Выбрать главу

Комендант стоял за своим столом и смотрел на меня. Это был высокого роста майор, державшийся очень прямо; китель, узкий в талии, сидел на нем отлично, край подворотничка на шее сверкал белизной, пуговицы блестели так же ярко, как пуговицы лейтенанта в приемной. На его крупном красивом лице был шрам, рассекавший правую бровь. Я его сразу узнал. Узнал ли он меня? Взгляд его карих глаз, казалось бы, ничего не выражал, кроме служебной сухости; но в еле приметном движении поджатых губ мне почудилась брезгливость.

Я начал было объяснять свою просьбу, но он не стал слушать.

– Ваши документы, – сказал он.

Я протянул ему командировочное удостоверение. Он слегка нагнулся над столом, взял синий карандаш в крупные, очень белые пальцы и написал на обороте: «Отправить с ближайшим рейсом».

Возвращая мне удостоверение, он сказал:

– А все-таки вы съели колбасу моей матери…

5

– Ну, и что же? – спросил Вася Котиков.

– Как – что? – переспросил Соколовский.

– Что же было дальше?

– Ничего, – ответил Соколовский. – Через полчаса я сел в самолет и улетел.

– И майору не объяснили?

– Что я мог объяснить? И как? Побожиться, что я не крал колбасы? Он решил бы, что я жалко лгу, и стал бы презирать меня еще больше. Он, вероятно, даже извинил бы мне мой проступок, так как знал, что я был очень голоден, но от его презрения это меня не избавило бы. Он потому и просьбу мою удовлетворил немедленно, вне всякой очереди, что презирал меня…

– И так все и осталось?

– Так и осталось, – сказал Соколовский.

Но Котиков все не мог успокоиться.

– Нет, вы все-таки совершили ошибку, – проговорил он уверенно. – Вы должны были разыскать часового, который стоял там в ту ночь на посту, и заставить его признаться…

– Часового? – спросил Соколовский. – Почему часового? Откуда я знаю, кто ночевал в той землянке? Колбасу могла съесть и собака… Разве в этом дело!

– Дело не в этом, – сказал Максимов. – Но мучить себя тоже слишком не следует. В конце концов можно наплевать на майора. Он ошибался, вы не брали колбасы.
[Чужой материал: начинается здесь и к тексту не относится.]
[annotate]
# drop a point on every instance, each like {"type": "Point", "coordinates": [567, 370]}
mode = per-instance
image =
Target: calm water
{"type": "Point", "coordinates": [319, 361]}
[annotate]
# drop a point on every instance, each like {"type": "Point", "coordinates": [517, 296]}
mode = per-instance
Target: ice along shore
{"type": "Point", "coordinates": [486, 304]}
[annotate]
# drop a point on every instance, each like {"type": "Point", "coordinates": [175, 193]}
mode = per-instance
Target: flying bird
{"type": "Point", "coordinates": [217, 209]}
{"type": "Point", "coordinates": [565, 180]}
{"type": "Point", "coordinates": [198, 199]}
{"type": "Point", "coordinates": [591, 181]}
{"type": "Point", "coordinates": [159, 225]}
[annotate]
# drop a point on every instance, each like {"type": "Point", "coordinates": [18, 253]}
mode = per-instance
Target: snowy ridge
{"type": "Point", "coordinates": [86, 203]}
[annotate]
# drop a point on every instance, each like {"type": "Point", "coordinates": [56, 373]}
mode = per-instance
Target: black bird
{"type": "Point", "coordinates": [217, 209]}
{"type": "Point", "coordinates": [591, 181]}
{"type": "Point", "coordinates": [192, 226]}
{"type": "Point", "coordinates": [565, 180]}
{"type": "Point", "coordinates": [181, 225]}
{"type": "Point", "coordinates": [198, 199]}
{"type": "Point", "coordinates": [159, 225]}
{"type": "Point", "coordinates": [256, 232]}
– Он не ошибался, – возразил Соколовский. – Я обязан был доставить посылку. Вот и все.

Никто ему не возразил. Разговор вдруг иссяк, все задумались, – каждый о своем.

Корниенко грузно поднялся со стула.

– Человек сам себя судит, и уж от этого суда не уйдешь, – проговорил он. – Тут нет тебе ни смягчающих обстоятельств, ни амнистий.

– И на кассацию не подашь, – сказал Максимов, вставая. – Третий час. Пора.

1960

Мост

– Как он поедет, не пойму, – сказала бабушка, перевернув ножом оладью на сковородке. – Ведь он всего боится.

– Доедет, – отозвалась из глубины кухни тетя Надя. – Что поделаешь, надо. Там ему всяко лучше будет.

Бабушка промолчала, но шумно вздохнула. Она вовсе не была уверена, что там Косте будет лучше.

Костя стоял в кустах смородины перед открытым окном и все слышал. Он быстро отрывал ягоды одну за другой и совал в рот. С тех пор, как отъезд его был решен окончательно, он часами торчал в этих кустах. Смородина к концу июля разрослась пышно, он пропадал в кустах с головой; здесь он мог оставаться одни, ни с кем не разговаривая. Ветви лезли через подоконник в раскрытое окно. Из окна к нему доносилось шипенье оладий; там, в сумраке, он видел голые желтые бабушкины руки, двигавшиеся над керосинкой.

– Всего, всего боится, – повторила бабушка. – Боится марку на почте купить. Как он поедет?

Косте давно уже было кисло от ягод; тоска давила его. Он вышел из кустов, поднялся на крыльцо и в темных сенях нащупал свой велосипед. С велосипедом на плече он отворил дверь в кухню.

Бабушкина сестра тетя Надя стояла перед столом и чистила картошку. Сегодня было воскресенье, она не пошла на фабрику и помогала бабушке. Картофельная кожура завивалась спиралью над ее толстыми мужскими пальцами. Бабушка, коротенькая, широкая, перевернула шипящую оладью и взглянула на Костю. Возле керосинки на блюде лежала уже гора готовых оладий, и Костя знал, что пекут их ему на дорогу, и это был еще один знак неотвратимости его отъезда.